# Vancouver, any poisonous insects etc?



## KimW (Jul 29, 2009)

We are considering moving to Vancouver and wondered if we need to be aware of any poisonous insects, snakes, dangerous animals etc there.

As we are from the UK, we have never had to worry about anything like that before and thought I had better check with you.

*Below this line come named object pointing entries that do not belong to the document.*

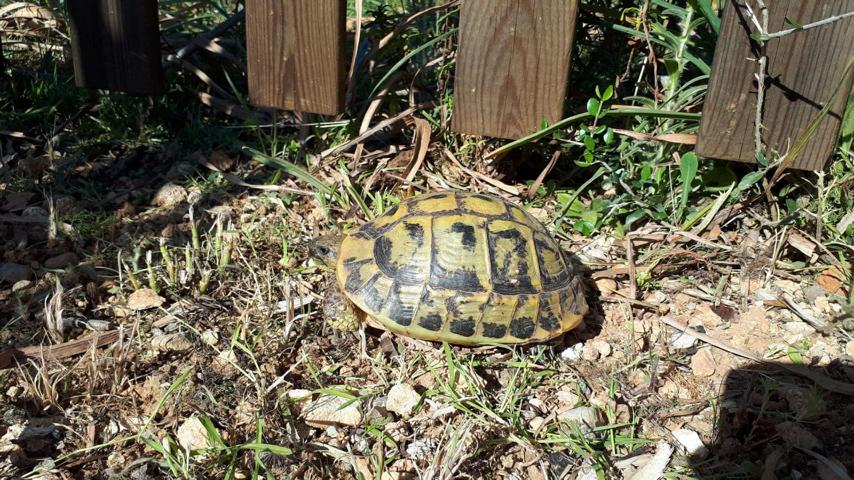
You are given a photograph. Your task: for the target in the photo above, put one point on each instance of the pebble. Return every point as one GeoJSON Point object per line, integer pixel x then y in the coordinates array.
{"type": "Point", "coordinates": [680, 340]}
{"type": "Point", "coordinates": [572, 354]}
{"type": "Point", "coordinates": [143, 299]}
{"type": "Point", "coordinates": [61, 261]}
{"type": "Point", "coordinates": [14, 272]}
{"type": "Point", "coordinates": [192, 435]}
{"type": "Point", "coordinates": [703, 363]}
{"type": "Point", "coordinates": [21, 285]}
{"type": "Point", "coordinates": [585, 418]}
{"type": "Point", "coordinates": [692, 443]}
{"type": "Point", "coordinates": [169, 195]}
{"type": "Point", "coordinates": [402, 399]}
{"type": "Point", "coordinates": [331, 410]}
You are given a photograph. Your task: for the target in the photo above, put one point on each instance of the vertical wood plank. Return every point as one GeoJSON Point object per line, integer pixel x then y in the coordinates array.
{"type": "Point", "coordinates": [295, 52]}
{"type": "Point", "coordinates": [804, 68]}
{"type": "Point", "coordinates": [512, 65]}
{"type": "Point", "coordinates": [115, 45]}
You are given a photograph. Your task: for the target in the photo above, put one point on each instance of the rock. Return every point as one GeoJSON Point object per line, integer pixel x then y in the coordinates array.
{"type": "Point", "coordinates": [169, 195]}
{"type": "Point", "coordinates": [692, 443]}
{"type": "Point", "coordinates": [822, 304]}
{"type": "Point", "coordinates": [192, 435]}
{"type": "Point", "coordinates": [332, 410]}
{"type": "Point", "coordinates": [298, 395]}
{"type": "Point", "coordinates": [61, 261]}
{"type": "Point", "coordinates": [589, 352]}
{"type": "Point", "coordinates": [402, 399]}
{"type": "Point", "coordinates": [171, 342]}
{"type": "Point", "coordinates": [14, 272]}
{"type": "Point", "coordinates": [21, 285]}
{"type": "Point", "coordinates": [831, 281]}
{"type": "Point", "coordinates": [703, 363]}
{"type": "Point", "coordinates": [812, 292]}
{"type": "Point", "coordinates": [603, 347]}
{"type": "Point", "coordinates": [680, 340]}
{"type": "Point", "coordinates": [654, 469]}
{"type": "Point", "coordinates": [568, 399]}
{"type": "Point", "coordinates": [796, 436]}
{"type": "Point", "coordinates": [421, 448]}
{"type": "Point", "coordinates": [572, 354]}
{"type": "Point", "coordinates": [584, 418]}
{"type": "Point", "coordinates": [143, 299]}
{"type": "Point", "coordinates": [798, 330]}
{"type": "Point", "coordinates": [209, 337]}
{"type": "Point", "coordinates": [606, 285]}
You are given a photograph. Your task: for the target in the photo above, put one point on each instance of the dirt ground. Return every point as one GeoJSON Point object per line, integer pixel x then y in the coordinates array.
{"type": "Point", "coordinates": [229, 370]}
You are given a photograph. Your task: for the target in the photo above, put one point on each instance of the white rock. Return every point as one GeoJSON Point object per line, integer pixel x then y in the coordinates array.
{"type": "Point", "coordinates": [169, 195]}
{"type": "Point", "coordinates": [603, 347]}
{"type": "Point", "coordinates": [568, 399]}
{"type": "Point", "coordinates": [680, 340]}
{"type": "Point", "coordinates": [654, 469]}
{"type": "Point", "coordinates": [298, 395]}
{"type": "Point", "coordinates": [572, 354]}
{"type": "Point", "coordinates": [402, 399]}
{"type": "Point", "coordinates": [692, 443]}
{"type": "Point", "coordinates": [143, 299]}
{"type": "Point", "coordinates": [332, 410]}
{"type": "Point", "coordinates": [192, 435]}
{"type": "Point", "coordinates": [584, 418]}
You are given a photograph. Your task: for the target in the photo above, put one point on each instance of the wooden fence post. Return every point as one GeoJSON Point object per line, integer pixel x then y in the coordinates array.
{"type": "Point", "coordinates": [295, 51]}
{"type": "Point", "coordinates": [804, 69]}
{"type": "Point", "coordinates": [512, 65]}
{"type": "Point", "coordinates": [115, 45]}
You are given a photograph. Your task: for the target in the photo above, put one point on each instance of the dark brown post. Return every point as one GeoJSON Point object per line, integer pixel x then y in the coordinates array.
{"type": "Point", "coordinates": [804, 69]}
{"type": "Point", "coordinates": [512, 65]}
{"type": "Point", "coordinates": [295, 52]}
{"type": "Point", "coordinates": [115, 45]}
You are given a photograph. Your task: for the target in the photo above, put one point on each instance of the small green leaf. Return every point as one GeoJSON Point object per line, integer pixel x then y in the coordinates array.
{"type": "Point", "coordinates": [609, 136]}
{"type": "Point", "coordinates": [609, 92]}
{"type": "Point", "coordinates": [794, 23]}
{"type": "Point", "coordinates": [748, 180]}
{"type": "Point", "coordinates": [688, 170]}
{"type": "Point", "coordinates": [593, 107]}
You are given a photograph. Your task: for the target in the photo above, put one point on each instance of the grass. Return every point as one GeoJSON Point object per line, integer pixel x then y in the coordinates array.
{"type": "Point", "coordinates": [232, 268]}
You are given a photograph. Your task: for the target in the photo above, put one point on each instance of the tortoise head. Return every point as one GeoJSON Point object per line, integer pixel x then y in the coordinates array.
{"type": "Point", "coordinates": [325, 249]}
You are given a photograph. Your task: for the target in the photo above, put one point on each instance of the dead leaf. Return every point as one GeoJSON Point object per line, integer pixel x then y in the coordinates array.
{"type": "Point", "coordinates": [831, 280]}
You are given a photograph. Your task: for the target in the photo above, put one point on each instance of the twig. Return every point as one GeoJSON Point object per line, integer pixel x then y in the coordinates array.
{"type": "Point", "coordinates": [633, 275]}
{"type": "Point", "coordinates": [824, 381]}
{"type": "Point", "coordinates": [202, 39]}
{"type": "Point", "coordinates": [824, 21]}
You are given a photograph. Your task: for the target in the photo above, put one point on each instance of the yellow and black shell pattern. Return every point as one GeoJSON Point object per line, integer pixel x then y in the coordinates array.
{"type": "Point", "coordinates": [462, 268]}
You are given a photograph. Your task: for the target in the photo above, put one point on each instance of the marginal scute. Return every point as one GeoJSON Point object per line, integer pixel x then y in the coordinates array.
{"type": "Point", "coordinates": [482, 205]}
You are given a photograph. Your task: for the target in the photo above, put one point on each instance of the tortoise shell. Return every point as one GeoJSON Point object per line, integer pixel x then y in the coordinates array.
{"type": "Point", "coordinates": [462, 268]}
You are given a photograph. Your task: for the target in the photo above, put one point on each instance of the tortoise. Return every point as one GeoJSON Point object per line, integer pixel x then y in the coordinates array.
{"type": "Point", "coordinates": [453, 266]}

Can you also steer us clear of any bad areas to live in aswell please as we have four children.

Many thanks in advance.

KimW


----------



## Auld Yin (Mar 10, 2009)

KimW said:


> We are considering moving to Vancouver and wondered if we need to be aware of any poisonous insects, snakes, dangerous animals etc there.
> 
> As we are from the UK, we have never had to worry about anything like that before and thought I had better check with you.
> 
> ...


In Vancouver there are no dangerous animals per se. The occasional bear may be seen in the suburbs but, to the best of my knowledge, no one has been attacked in recent memory. Bears and cougars populate the remote areas of the Province. No dangerous snakes, perhaps some grass snakes in the outlying parts of the city. I believe that areas in West Vancouver are considered better than those in East. Vancouver can be an expensive place to live, housing wise, so the amount of money you have will determine your loction.
You will have no concerns about animals in Vancouver.


----------



## KimW (Jul 29, 2009)

Thanks Auld Yin for answering my question, that's a couple of worries off the list!

KimW


----------